# Free! 2 XS pink harnesses. See pics. US only, please.



## jesuschick (Dec 5, 2010)

My girls just walk out of these or are always getting an arm caught. The park avenue harnesses style are a better fit and option for us right now. They have worn these 6-8 times and only 3 times outside. 

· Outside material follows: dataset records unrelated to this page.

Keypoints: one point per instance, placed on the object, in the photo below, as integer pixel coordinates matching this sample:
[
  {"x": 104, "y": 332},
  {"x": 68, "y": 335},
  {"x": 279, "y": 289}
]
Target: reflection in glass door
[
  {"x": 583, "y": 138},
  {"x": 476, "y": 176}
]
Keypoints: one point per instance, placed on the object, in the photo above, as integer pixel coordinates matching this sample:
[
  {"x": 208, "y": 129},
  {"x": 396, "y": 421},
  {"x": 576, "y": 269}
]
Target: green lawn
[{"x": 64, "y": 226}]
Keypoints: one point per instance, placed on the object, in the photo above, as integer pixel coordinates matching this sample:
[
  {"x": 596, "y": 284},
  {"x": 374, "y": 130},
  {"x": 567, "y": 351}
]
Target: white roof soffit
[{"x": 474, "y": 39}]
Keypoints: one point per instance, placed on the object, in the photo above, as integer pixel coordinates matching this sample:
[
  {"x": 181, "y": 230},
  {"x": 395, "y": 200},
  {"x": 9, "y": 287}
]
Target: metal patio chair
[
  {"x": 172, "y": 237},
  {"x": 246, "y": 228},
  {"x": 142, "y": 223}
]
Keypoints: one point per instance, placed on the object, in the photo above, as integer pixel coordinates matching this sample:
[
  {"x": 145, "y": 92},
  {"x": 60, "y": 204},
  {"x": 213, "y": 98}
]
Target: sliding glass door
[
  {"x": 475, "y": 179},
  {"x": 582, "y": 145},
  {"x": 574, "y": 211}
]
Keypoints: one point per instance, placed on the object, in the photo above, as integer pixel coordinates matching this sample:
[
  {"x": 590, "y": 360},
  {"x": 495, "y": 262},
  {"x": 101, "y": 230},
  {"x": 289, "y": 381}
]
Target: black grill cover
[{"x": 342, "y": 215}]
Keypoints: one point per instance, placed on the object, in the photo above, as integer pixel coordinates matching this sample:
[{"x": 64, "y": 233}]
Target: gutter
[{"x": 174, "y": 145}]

They are XS and are free to the first person who posts here that you want them. You will need to PM me your name and address. I ship only Priority Mail so am only set up to mail U.S.

This is them:

Four Paws Comfort Control Harness - Pink Dog Harnesses


----------



## Pookypeds (Jun 20, 2006)

I will take them! Will PM you my name and address!


----------



## jesuschick (Dec 5, 2010)

They are yours! I will mail out on Monday.


----------



## Brodysmom (Jan 8, 2009)

Karen - how very sweet of you!!! What a kind thing to do! I'm glad that Shelly can use them!


----------



## Tink (Oct 14, 2009)

Dangit! One post too late!


----------



## bayoumah (Nov 30, 2010)

hi oh well i missed out too thank you anyway that was a kind thing for you to share


----------



## appleblossom (Mar 10, 2005)

thats so nice of you to give them away...I have a few of these & am very happy with them...


----------



## Tink (Oct 14, 2009)

Hey Karen, can you tell me the weight of your dogs? I just found a what looks to be the same harness discounted at my local Pet store, but even the XS looks like it might be a bit big for my dogs.


----------



## jesuschick (Dec 5, 2010)

Sure! 
At last weighing when Hope turned 6 months (close to the 29th), she was 3 pounds 2 ounces and Ruby was 3 pounds. 

They were smaller than that in the photo I posted here.


----------



## Tink (Oct 14, 2009)

Thank you! :love3:


----------